Conversation 2: "Okay! Good news ... people are doing business again, some public places are going to open." Etc.
Conversation 3: "Looks like we might be able to get into a studio and rehearse ... maybe, could be (?) in about 2 months. D'ya think? Is there anyone talking about opening their spaces for rehearsals? Indoor or outdoor?" Etc.
Conversation 4: "Let's get an email to the dancers about their plans for ... let's say, 3 months from now." Etc.
Conversation 5: "Dancers answered the email: they have no idea what their plans are ..." Etc.
Conversation 6: "I guess we gotta wait - maybe people will know what they're doing in a few weeks. What do you think? Wait another month and ask them again? Should we start figuring out how to perform outside?"
Conversation 7: "Covid cases are way up ... Mayor/Governor [choose one] is closing down businesses again! Guess rehearsing is out for a while ... What do you think? Should we talk about it again in a few weeks?" Etc.
Repeat Conversation 1, followed by Conversations 2-7. Repeat.
In the early months of Covid, I insisted on waiting until we could rehearse live and in-person. Hence, the repeated conversations. Finally, something had to give, to move, and I scheduled online rehearsals. This proved to be the right thing to do. The dancers and I were successful getting work done with the added bonus that we re-claimed a general Company esprit de corps.
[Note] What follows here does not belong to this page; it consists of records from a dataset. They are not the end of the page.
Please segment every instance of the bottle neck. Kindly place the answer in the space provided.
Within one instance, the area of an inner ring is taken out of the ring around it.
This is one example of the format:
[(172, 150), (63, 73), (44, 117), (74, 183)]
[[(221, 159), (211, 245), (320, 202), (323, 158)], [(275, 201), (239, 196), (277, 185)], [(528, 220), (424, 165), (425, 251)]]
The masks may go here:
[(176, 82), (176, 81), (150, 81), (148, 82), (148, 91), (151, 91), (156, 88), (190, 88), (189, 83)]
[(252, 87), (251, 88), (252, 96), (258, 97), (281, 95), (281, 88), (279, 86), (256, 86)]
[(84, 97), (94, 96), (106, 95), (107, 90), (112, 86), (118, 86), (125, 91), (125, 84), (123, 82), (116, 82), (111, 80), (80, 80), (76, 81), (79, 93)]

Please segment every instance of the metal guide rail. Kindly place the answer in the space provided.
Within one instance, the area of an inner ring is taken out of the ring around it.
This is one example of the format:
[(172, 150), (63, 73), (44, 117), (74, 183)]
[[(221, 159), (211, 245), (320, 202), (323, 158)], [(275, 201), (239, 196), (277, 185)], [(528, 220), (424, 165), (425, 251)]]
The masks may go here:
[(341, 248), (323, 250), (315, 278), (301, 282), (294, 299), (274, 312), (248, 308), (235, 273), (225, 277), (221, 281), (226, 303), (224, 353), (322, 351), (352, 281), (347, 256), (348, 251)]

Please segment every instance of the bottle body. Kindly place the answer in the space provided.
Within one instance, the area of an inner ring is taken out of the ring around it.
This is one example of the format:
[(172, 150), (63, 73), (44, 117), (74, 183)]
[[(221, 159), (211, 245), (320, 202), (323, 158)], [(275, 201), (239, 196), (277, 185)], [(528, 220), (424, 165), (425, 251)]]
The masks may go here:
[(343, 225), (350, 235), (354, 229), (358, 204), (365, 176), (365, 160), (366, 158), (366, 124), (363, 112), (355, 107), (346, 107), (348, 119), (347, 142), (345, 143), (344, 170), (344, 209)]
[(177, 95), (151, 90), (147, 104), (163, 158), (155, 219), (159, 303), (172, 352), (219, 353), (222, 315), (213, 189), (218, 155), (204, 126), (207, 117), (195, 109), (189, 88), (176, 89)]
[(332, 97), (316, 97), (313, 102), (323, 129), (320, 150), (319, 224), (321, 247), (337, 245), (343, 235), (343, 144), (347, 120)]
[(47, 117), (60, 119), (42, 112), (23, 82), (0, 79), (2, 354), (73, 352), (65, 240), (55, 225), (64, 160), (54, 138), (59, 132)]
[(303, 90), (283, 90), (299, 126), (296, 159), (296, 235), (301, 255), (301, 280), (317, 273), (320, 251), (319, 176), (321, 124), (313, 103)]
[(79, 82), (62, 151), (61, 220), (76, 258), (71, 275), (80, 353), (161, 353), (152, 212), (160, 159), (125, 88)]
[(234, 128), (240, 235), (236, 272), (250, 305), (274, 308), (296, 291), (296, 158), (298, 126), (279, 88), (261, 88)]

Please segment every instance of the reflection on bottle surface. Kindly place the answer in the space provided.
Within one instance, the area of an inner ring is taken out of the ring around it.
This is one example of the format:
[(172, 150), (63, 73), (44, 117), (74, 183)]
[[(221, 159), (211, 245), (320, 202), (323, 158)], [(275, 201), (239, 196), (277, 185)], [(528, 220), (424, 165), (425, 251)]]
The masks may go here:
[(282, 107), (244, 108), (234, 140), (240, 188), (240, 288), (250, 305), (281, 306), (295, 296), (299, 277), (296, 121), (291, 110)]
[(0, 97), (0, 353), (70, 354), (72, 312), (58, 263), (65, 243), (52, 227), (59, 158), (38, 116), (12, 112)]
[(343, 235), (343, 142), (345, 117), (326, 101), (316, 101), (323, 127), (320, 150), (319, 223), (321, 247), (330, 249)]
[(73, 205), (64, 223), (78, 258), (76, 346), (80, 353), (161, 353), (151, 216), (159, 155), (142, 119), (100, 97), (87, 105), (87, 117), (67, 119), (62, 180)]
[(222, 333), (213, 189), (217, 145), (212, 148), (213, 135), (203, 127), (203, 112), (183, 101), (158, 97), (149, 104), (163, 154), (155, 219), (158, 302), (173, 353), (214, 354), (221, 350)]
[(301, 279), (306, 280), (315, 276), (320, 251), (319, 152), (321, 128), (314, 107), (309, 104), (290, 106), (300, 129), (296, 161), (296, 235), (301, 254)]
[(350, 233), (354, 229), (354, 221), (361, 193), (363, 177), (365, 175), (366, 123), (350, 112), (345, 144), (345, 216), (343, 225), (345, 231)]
So, as far as rehearsing was concerned, we did well, catching up with our work on-line via Zoom. However, the other side of our endeavor - live performance - came to a standstill. As it was for other performing artists, a year of production was utterly lost.
Where, now, to find the inspiration and drive to move ahead?
One source of my recently renewed eagerness to push on: Brian Seibert's New York Times article, "Locked Down But Still Moving," published on February 10th.
Mr. Seibert's article, focused on New York City theater and dance, gave me such a rush - of energy and of relief. We were not alone fretting about missed rehearsals and cancelled performances. It turns out our compatriots were with us in spirit as all of us navigated this "purgatory of the holding pattern."
In his article, Mr. Seibert supplies stellar examples of performing artists and arts organizations in NYC who, instead of giving up, fashioned new ways to make dance, create new theater and to perform. And, they did this by sharing resources with each other and with the larger community. In so doing, they accomplished strengthening bonds between performing artists and linking artists to the wider population. For example, New York Live Arts presented dance performances in its glass-walled lobby. Henry Street Playhouse converted their theater into a staging area from which theater staff, stagehands, and artists delivered bags of groceries to seniors and other people in need. NYU Skirball hosted early voting in its lobby. Brooklyn Academy of Music served meals and hosted census worker training.
What an inspiration! Nothing like a little validation of one's hardships to give one a lift. Nothing like examples of persistence and survival to supply one with perspective and the emotional energy to reach for the future. I am so very proud of my profession and the dedication of stalwart, imaginative people who believe in theater: this fragile artifice, this ephemeral construct , sustained by wit, intelligence, spirit and heart.